Should these men be seen as promoting premeditated murder? Or is there even a transgression here of the first grave precept? Certainly my own "gut reaction", i.e. natural priority, would be to not kill buddha.

ClarkStrand's picture

Gasan was teaching during a time period when, as an expedient, Japanese Zen masters were beginning to cozy up to those in military and political power and therefore seldom championed the causes of ordinary people, who were subjected to high taxes, terrible deprivations, and the implicit and ever-present threat of bodily harm. Though some masters, like Dogen, fled to the mountains to get as far away from such forces as they could.

But there's no need for a history lesson here. I'm sure you know all this already. Besides which, really, the problem is more basic than that. A simple excercise can help us offer a turning word to Gasan to get him back on his feet again.

For those who may be new to Buddhism, the ten precepts are as follows:

1. Not killing
2. Not stealing
3. Not misusing sex
4. Not lying
5. Not abusing intoxicants
6. Not talking about others' errors and faults (i.e., no gossip)
7. Not elevating oneself and blaming others
8. Not being stingy
9. Not being angry
10. Not speaking ill of the Three Treasures

The first five are called "The Five Grave Precepts for All." These are the ones lay people embrace when they take refuge, and therefore apply to all Buddhists, whether they stop there or later go on to become monastics. But it's worth looking at all ten because they offer a full moral spectrum of what, as you rightly point out, was considered "the stuff that impeded awakening."

OK. That's the set-up. Here's the excercise. Look at the list this way:

1. Not speaking ill of the Three Treasures
2. Not being angry
3. Not being stingy
4. Not elevating oneself and blaming others
5. Not talking about others' errors and faults (i.e., no gossip)
6. Not abusing intoxicants
7. Not lying
8. Not misusing sex
9. Not stealing
10. Not killing

Offensive, isn't it? That is because it violates our natural priorities in life--that which we instinctively and intuitively know to be most real and true. And yet we see "Not killing" placed last again and again where issues of money and power are concerned.

I wrote in last week's koan (and probably many times elsewhere in this series) that "Biology, not ideology" is the basic teaching of Zen. This doesn't mean that Zen has no ideology, no literature, no principles, no aesthetic, no social ethos, no prevailing world view, and so forth.
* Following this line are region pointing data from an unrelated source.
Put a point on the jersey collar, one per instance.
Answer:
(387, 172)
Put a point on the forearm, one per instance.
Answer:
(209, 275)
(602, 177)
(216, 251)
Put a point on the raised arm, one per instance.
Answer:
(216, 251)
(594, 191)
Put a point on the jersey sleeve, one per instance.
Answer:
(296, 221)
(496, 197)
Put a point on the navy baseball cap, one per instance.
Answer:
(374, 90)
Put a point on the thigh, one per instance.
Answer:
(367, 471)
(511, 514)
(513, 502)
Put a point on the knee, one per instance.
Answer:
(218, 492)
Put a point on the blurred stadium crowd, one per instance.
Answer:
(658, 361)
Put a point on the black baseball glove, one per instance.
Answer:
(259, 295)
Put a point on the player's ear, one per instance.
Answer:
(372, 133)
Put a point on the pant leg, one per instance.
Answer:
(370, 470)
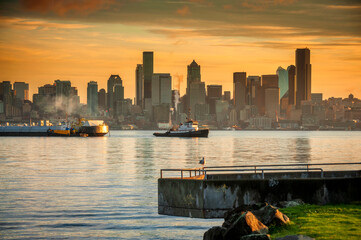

It simply means "First things first." If the biological/ecological precept comes first (and the first precept is purely and only that), things will go well for us and awakening is virtually assured, since it basically consists of that. Put last things first (the ideological/institutional precept) and there is no foundation for life at all.

Does this make sense? As suggested by the verse, like the 12 Steps of various recovery programs, the precepts are a simple program for complicated order to make them simple. Or rather, in order to make us simple, I should say, since there's no "them" or "they" here--we're all in the same boat.

Jim Spencer's picture

I think that the precepts can be condensed into, "Try not to do stuff that impedes awakening." My dictionary also defines kill as: "to destroy or neutralize the active qualities of." Am I killing time? Then I am neutralizing the active qualities of time that could be spent in meditation - I am impeding my awakening. If my wealth is in the way of my practice, I should kill my wealth.

No person on this planet has the right to decide that another human life is so valueless that the holder of said life can have it taken away against their will. Extinguishing the life of another human is definitely impeding their awakening.

And killing Buddhism? If I preach the dharma when I don't know what it tastes like, I am destroying the active qualities of Buddhism for anyone that hears my hollow words. There is no mention of a Zen master in the above case doing any preaching, just those without enlightenment.

So how is this green? I don't know that yet.